Nesse mundo animado vangloriado pelos atributos técnicos, Maléfica (a personagem) talvez tenha sido o grande foco de interesse de uma história velha e repetitiva desde os tempos dos nossos egrégios avós, e já nesses anos a Disney sempre parece ter valorizado os seus vilões como foi o caso, a força condutora de todo uma intriga regida pelo eventual final feliz. Talvez seja por isso que uma nova avaliação desta antagonista fosse motivo que chegue para um spin-off deste género, mas será que realmente precisávamos?

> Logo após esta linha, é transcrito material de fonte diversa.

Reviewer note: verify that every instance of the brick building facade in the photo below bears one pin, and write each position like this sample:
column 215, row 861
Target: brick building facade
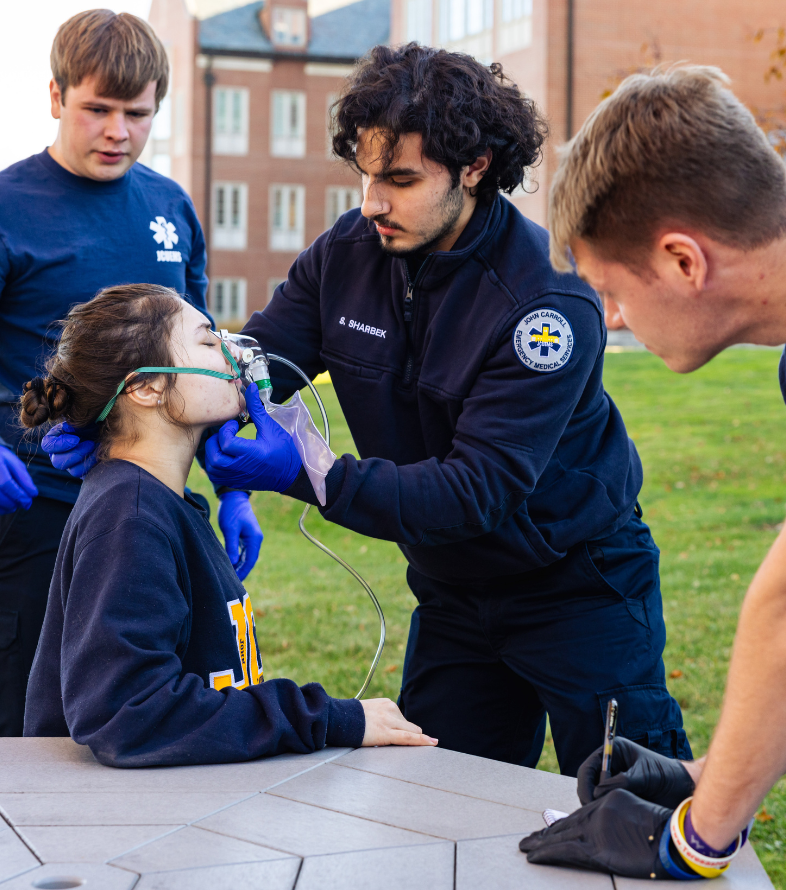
column 244, row 131
column 247, row 109
column 567, row 53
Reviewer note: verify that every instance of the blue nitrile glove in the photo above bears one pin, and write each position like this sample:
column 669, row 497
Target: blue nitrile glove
column 17, row 489
column 72, row 449
column 242, row 534
column 268, row 463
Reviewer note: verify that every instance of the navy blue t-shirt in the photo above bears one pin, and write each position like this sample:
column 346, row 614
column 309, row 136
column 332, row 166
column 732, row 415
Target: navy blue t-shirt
column 148, row 652
column 62, row 239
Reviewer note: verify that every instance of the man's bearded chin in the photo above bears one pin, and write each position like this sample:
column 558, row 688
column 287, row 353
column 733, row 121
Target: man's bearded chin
column 450, row 207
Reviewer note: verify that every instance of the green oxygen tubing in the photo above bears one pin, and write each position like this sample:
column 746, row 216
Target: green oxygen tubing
column 253, row 365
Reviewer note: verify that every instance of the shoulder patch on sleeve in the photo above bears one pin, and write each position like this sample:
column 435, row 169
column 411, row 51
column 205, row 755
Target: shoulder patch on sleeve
column 543, row 340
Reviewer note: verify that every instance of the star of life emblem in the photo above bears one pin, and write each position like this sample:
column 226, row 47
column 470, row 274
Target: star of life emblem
column 164, row 233
column 543, row 340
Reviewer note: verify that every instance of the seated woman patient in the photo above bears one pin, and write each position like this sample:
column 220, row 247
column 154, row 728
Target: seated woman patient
column 148, row 651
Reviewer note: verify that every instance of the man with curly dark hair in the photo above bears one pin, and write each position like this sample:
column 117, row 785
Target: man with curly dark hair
column 470, row 374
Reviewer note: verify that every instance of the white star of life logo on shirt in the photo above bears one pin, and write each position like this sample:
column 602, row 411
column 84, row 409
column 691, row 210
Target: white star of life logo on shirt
column 164, row 233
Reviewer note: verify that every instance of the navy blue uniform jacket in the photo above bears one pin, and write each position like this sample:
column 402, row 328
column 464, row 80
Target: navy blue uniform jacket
column 148, row 652
column 63, row 238
column 475, row 464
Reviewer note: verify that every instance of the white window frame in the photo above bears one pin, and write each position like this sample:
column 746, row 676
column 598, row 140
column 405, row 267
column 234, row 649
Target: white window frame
column 286, row 140
column 339, row 199
column 285, row 198
column 419, row 22
column 331, row 98
column 464, row 18
column 272, row 284
column 223, row 293
column 230, row 216
column 288, row 26
column 230, row 120
column 515, row 30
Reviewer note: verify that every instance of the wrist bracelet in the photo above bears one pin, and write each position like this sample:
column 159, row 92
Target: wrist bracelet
column 699, row 844
column 669, row 864
column 705, row 866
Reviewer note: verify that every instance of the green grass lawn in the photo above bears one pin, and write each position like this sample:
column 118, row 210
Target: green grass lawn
column 713, row 445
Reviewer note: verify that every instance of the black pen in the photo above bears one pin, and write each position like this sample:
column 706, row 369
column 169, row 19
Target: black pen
column 608, row 739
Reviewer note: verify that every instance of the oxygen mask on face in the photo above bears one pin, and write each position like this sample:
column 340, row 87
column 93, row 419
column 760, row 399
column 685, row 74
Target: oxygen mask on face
column 253, row 366
column 294, row 417
column 252, row 361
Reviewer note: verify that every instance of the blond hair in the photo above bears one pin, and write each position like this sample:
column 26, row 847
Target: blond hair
column 673, row 147
column 120, row 50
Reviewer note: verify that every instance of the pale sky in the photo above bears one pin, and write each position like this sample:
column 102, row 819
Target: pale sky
column 27, row 28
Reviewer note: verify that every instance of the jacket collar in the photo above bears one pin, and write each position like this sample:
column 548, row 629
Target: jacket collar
column 442, row 263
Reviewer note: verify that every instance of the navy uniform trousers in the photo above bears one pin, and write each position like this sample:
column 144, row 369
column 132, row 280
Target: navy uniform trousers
column 486, row 663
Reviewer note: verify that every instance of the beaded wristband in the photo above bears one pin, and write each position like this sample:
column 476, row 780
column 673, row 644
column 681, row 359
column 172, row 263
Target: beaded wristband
column 669, row 864
column 706, row 866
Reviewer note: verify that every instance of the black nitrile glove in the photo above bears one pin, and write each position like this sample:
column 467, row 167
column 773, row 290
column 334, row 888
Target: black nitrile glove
column 648, row 775
column 618, row 834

Apesar da dedicação de Angelina Jolie em tornar-se num boneco da Disney (em principal destaque nas sequências “arrancadas” integralmente da animação original), “Maléfica” sofre de outro grande mal: a modelização de um mundo fantástico, sendo que a história desconhecida da personagem de Angelina Jolie, toda aquela harmonização entre criaturas mágicas e imaginárias e as intocáveis florestas dotadas de fadas e pós de “perlimpimpim”, seja algo visto e nada de surpreendente, até mesmo para as mais novas audiências. Tudo isto acompanhado por um visual tecnicamente competente, pudera, não fosse o facto de Robert Stromberg (vencedor de dois Óscares pela direção artística em ”Avatar” e a toca do coelho de Tim Burton que fora  “Alice in Wonderland”) estar na direção (os efeitos visuais talvez sejam dos mais qualitativos deste ano). Mas até nisso sente-se um certo desleixo, principalmente nas posições de luz e o uso desta.

Para complicar as coisas, “Maléfica" ainda expõe as vulnerabilidades do argumento quando estamos perto do final, onde parece que a produção apercebeu-se do tempo da duração e decide incutir um desfecho cínico, apressado e nada emocional. Aliás, já que falamos em tendências atuais, não poderíamos deixar de referir que esta nova produção da Disney surgiu numa era pós-”Frozen”, ou seja, em que a emancipação feminina e o fortalecer dos laços familiares são alternativas encontradas para expor uma ausência de ingenuidade romântica. Sim, “Maléfica” vale a pena por Angelina Jolie e até mesmo pela doçura de Elle Fanning, mas existe de momento uma necessidade urgente de preservar os antigos contos e não transformá-los em rotineiros guiões distorcidos de Hollywood. E quanto à transformação do vilão, a Disney fez bem melhor e sobre um tom mais descontraído em “Wreck-it-Ralph”, por exemplo.